Sanford Asher

 

Professor, Department of Chemistry

701 Chevron

412-624-8570, 0588(fax)

asher@pitt.edu

http://www.chem.pitt.edu/people/faculty.asp?FacID=3

 

 

Sanford Asher’s group pioneered the development of photonic crystal materials and devices and the development of responsive photonic crystals that can be used for optical switching and chemical sensing.  For example, they are developing non invasive contact lens sensors to determine glucose in tear fluid.  They are also developing point-of-care clinical chemistry sensors for the patient bedside.

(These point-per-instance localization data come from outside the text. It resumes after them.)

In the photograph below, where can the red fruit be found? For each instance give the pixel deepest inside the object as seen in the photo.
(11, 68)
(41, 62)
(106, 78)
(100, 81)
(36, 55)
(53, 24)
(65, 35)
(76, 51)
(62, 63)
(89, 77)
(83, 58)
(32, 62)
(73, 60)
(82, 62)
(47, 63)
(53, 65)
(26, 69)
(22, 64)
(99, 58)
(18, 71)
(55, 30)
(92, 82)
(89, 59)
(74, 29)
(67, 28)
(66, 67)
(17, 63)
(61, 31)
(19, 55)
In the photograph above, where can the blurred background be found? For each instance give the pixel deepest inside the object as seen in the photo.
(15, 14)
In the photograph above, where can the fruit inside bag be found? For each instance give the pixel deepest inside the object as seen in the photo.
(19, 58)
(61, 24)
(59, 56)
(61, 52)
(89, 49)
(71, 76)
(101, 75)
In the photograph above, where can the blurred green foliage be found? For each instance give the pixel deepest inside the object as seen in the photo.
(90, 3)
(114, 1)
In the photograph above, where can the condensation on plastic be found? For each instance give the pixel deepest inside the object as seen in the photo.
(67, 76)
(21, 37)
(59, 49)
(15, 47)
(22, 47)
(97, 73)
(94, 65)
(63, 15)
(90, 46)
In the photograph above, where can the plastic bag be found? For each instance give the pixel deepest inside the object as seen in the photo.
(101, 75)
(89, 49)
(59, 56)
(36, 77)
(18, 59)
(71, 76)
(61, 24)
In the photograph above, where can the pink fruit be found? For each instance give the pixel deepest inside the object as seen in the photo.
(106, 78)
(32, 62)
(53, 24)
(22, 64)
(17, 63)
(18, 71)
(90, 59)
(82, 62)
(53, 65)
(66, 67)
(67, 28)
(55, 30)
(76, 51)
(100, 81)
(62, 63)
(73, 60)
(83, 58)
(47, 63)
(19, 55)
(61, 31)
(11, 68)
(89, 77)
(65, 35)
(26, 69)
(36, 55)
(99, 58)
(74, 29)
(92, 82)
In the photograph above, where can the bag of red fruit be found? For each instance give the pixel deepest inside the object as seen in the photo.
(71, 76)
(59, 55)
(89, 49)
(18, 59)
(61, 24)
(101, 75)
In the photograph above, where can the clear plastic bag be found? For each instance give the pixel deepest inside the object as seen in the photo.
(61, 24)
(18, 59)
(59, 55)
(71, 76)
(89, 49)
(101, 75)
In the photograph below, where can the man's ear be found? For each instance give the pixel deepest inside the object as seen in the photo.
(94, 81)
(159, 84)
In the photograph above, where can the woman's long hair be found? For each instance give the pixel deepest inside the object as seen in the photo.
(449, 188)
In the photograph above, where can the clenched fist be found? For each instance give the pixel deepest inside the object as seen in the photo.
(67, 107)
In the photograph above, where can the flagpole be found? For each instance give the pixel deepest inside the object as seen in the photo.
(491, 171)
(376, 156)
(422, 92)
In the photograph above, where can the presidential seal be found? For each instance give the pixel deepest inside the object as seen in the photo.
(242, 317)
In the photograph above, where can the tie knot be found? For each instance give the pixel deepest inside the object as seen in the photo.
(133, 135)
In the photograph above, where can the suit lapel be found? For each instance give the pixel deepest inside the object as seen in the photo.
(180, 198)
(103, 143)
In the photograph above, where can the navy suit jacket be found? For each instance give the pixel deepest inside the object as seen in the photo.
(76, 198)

The Asher group developed new optical diffraction materials by utilizing crystalline  colloidal array self assembly.  Highly charged nanoscale and mesoscale monodisperse colloidal particles self assemble into face centered cubic crystals whose lattice spacings can be adjusted such that these photonic crystals diffract UV, visible or near IR light.  This work led to the first photonic crystal patent in 1986. The Asher group has continued to develop smart photonic crystal materials by inventing methods to polymerize hydrogels around crystalline colloidal arrays. 

 

 

 

 

 

 

 

Highly charged monodisperse colloidal particles (left). Diffraction from crystalline colloidal array of nanoscale and mesoscale colloidal particles (right).